"For thogh we slepe, or wake, or rome, or ryde,
Ay fleeth the tyme; it nyl no man abyde."
Goeffrey Chaucer, The Clerk's Tale
Time waits for no man. Not even Serena Williams.
Tennis matches are duels. We attach narratives to them and treat them as metaphors of some greater reality. Last night we saw the grand champion ground down by the passage of time.
Last night's tennis match was not a bullfight. This was no predestined narrative of doom. Anything could have happened. In the prior round of the U.S. Open tournament Serena Williams had come from behind to defeat the woman ranked number two in the world. Williams, for two decades the grand woman of tennis, had announced her retirement after this final tournament. The stage was set for a grand finale. Possibly she would finish her career on top, with another tournament win. The crowd was there to see this spectacular conclusion to a spectacular career.
She lost last night to 29-year-old Ajla Tomljanović.
Williams had taken a break from tennis to bear her first child. This was a come-back performance before her permanent retirement. She said her decision to end a career of elite tennis was to make room for motherhood, a second child, and her fashion career. The politically inclined could see Williams' career as another narrative, an iteration of the familiar story of the inequality of gender biology and career. Females experience pregnancy and bear children. Williams is 40 and turns 41 later this month. She is running out of time. A male could sire a child and carry on an uninterrupted career as an elite athlete. This was the familiar dilemma for women. For Williams, two roads diverged and she could not travel both, not at the same time, not at the elite level.

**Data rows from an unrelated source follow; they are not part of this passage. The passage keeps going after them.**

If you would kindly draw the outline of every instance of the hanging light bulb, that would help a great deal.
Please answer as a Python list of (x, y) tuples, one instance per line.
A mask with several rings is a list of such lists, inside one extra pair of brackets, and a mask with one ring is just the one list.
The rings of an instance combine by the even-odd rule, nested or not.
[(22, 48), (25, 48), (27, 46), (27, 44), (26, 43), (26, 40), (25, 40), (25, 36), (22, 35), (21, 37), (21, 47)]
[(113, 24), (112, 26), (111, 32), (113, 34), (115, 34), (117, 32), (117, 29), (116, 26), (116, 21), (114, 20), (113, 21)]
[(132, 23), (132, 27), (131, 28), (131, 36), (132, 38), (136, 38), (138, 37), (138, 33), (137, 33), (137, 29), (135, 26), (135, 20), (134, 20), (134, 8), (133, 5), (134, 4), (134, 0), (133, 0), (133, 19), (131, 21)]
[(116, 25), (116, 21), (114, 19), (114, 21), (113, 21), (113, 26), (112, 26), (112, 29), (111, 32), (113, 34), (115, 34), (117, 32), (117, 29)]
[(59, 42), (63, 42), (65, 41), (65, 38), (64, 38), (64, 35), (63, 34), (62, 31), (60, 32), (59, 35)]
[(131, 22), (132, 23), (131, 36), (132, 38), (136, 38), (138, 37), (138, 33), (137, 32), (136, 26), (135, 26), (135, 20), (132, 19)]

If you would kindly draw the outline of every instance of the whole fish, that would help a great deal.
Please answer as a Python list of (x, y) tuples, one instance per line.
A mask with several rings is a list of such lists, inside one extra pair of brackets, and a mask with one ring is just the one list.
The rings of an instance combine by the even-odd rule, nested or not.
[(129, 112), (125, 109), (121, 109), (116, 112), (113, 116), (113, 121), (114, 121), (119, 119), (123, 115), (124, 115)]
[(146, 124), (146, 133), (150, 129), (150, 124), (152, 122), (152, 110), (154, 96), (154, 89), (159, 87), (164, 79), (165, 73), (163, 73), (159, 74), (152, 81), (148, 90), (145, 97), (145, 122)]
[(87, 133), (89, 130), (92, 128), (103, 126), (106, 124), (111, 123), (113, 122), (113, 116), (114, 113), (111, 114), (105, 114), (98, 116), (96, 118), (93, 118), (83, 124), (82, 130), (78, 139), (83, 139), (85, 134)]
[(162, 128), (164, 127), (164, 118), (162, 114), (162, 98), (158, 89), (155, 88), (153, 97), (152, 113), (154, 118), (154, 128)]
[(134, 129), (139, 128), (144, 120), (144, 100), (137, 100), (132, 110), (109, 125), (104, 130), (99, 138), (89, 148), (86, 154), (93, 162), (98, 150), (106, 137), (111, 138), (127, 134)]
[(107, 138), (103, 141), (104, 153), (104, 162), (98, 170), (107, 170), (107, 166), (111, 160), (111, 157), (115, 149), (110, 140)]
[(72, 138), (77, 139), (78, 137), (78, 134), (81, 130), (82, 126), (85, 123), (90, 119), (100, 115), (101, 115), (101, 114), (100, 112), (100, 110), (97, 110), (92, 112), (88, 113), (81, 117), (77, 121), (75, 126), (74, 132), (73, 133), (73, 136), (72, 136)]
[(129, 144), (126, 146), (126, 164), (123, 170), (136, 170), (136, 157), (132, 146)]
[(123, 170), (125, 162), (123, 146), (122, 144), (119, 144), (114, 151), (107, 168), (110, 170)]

Williams was expected to win last night's match. Williams had already dispatched someone presumably more formidable. The 29,000 people in the crowd were overwhelmingly on Williams' side, cheering the champion's points. They also cheered Tomljanović's faults and unforced errors, something tennis crowds normally do not do. Tomljanović was the scrappy unloved competitor taking on the beloved hero. All the attention was on Serena Williams. The match was an episode in Williams' story: Would Williams win? The match offers another metaphor and narrative. You are hit by the bus coming from the direction you aren't looking. Not that people noticed, but there was a second story being told: Tomljanović's.
Last night's match felt like a Greek tragedy to me. It was unscripted, but having played out, we see the end was inevitable after all. As in any tragedy, a person of significance is brought down by a flaw in the hero's nature. Williams' flaw wasn't one of moral character. We saw her grace and effort. Her tragic flaw was time and biology. Williams was big, strong, and tired, and showing her age. The highlight reels of the match neglect to show what I considered the most telling element of the match. As Williams awaited to receive a serve she swayed back and forth, feet planted. Tomljanović skipped and jumped, with feet bouncing. Three hours into the match Tomljanović had nervous energy. Williams had had her turn. Now it was the turn of people who skip and bounce between serves.
This is a political blog, so I will make a quick political point. Elite power, like elite tennis championships, is not given up gracefully. Tomljanović defeated her. Biden, Trump, Pelosi, Hoyer, Schumer, Feinstein, Grassley and the others did not get power so they could give it up gracefully. Someone will pull it from their aging fingers.
Professional tennis is an amazing battle. Sebrena reigned so long and so beautifully you can't do anything but appreciate all she has accomplished. Other fine tennis players come in second to Sebrena.